Another thing vector spaces come with is duals. That is, given a vector space $V$ we have the dual vector space $V^*=\hom(V,\mathbb{F})$ of “linear functionals” on $V$ — linear functions from $V$ to the base field $\mathbb{F}$. Again we ask how this looks in terms of bases.

So let’s take a finite-dimensional vector space $V$ with basis $\left\{e_i\right\}$, and consider some linear functional $\mu\in V^*$. Like any linear function, we can write down matrix coefficients $\mu_i=\mu(e_i)$. Notice that since our target space (the base field $\mathbb{F}$) is only one-dimensional, we don’t need another index to count its basis.

Now let’s consider a specially-crafted linear functional. We can define one however we like on the basis vectors $e_i$ and then let linearity handle the rest. So let’s say our functional takes the value ${1}$ on $e_1$ and the value ${0}$ on every other basis element. We’ll call this linear functional $\epsilon^1$. Notice that on any vector we have

$\epsilon^1(v)=\epsilon^1(v^ie_i)=v^i\epsilon^1(e_i)=v^1$

so it returns the coefficient of $e_1$. There’s nothing special about $e_1$ here, though. We can define functionals $\epsilon^j$ by setting $\epsilon^j(e_i)=\delta_i^j$. This is the “Kronecker delta”, and it has the value ${1}$ when its two indices match, and ${0}$ when they don’t.

Now given a linear functional $\mu$ with matrix coefficients $\mu_j$, let’s write out a new linear functional $\mu_j\epsilon^j$. What does this do to basis elements?

$\mu_j\epsilon^j(e_i)=\mu_j\delta_i^j=\mu_i$

so this new transformation has exactly the same matrix as $\mu$ does. It must be the same transformation! So any linear functional can be written uniquely as a linear combination of the $\epsilon^j$, and thus they form a basis for the dual space.
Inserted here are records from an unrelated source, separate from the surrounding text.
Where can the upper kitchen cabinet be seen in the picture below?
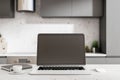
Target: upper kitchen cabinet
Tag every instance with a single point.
(87, 8)
(6, 8)
(55, 8)
(71, 8)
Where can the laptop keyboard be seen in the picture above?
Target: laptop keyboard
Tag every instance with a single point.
(61, 68)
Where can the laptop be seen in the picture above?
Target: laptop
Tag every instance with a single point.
(61, 54)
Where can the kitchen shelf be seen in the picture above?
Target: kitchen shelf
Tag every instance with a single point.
(33, 54)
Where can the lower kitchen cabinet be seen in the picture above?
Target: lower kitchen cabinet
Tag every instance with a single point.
(96, 60)
(113, 60)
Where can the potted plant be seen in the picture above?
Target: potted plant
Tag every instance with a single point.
(95, 46)
(87, 49)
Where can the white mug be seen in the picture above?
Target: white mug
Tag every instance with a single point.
(17, 68)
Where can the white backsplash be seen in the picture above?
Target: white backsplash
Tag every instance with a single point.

We call $\left\{\epsilon^j\right\}$ the “dual basis” to $\left\{e_i\right\}$.

Now if we take a generic linear functional $\mu$ and evaluate it on a generic vector $v$ we find

$\mu(v)=\mu_j\epsilon^j(v^ie_i)=\mu_jv^i\epsilon^j(e_i)=\mu_jv^i\delta_i^j=\mu_iv^i$

Once we pick a basis for $V$ we immediately get a basis for $V^*$, and evaluation of a linear functional on a vector looks neat in terms of these bases.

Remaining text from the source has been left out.